Dr. Grilley-Olson explains, “Seeing the transformation that occurs in a week’s time is inspiring. The experience helps participants learn to regain trust in their body, which has let them down with cancer, and helps them move past the sense of vulnerability. They can then carry this forward in the rest of their lives.”
Ms. Sherwood says, “One supportive aspect of the program for the participants is that many young people may have rare types of cancer or types of cancer that most people are not familiar with. The camp gives them a place to talk about their experiences with people who are not going to grow tired of their conversation or tell them that since they’ve finished their treatment, they need to move on.”
Dr.

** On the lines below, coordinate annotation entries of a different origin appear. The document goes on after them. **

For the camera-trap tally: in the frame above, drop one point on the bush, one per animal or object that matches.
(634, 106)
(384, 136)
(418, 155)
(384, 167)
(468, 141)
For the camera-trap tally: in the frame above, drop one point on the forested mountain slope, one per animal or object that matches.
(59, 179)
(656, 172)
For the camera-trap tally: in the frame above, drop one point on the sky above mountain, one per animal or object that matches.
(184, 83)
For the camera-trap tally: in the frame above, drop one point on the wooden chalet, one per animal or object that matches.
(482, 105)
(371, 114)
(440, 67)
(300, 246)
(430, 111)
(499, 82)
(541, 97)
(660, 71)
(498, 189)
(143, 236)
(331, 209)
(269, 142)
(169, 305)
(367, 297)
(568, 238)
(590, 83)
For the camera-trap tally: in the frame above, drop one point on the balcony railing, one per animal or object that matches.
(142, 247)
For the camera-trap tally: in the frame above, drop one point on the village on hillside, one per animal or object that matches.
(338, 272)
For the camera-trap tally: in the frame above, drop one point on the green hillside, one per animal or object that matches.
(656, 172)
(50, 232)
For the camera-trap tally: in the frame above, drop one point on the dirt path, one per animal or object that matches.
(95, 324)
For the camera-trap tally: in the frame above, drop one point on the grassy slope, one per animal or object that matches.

Grilley-Olson states, “Participants move past an identity of someone with cancer back to being someone who is remarkable for any number of reasons, but who are not defined by their cancer.”
Ms. Sherwood concludes, “I am so very impressed by the dedication of the First Descents staff and their organization. We hope to work more closely with them in the future.“ Dr. Grilley-Olson concurs, “The First Descent staff and volunteers are wonderful. It’s inspiring to see others so selflessly dedicate themselves to helping others.”
Dr. Grilley-Olson says what she takes away from her experience is “seeing the resilience/reemergence of a person, not a patient. I think it helps me be a better doctor, by filling in the deep dimensions of lives that exist beyond my clinic space.”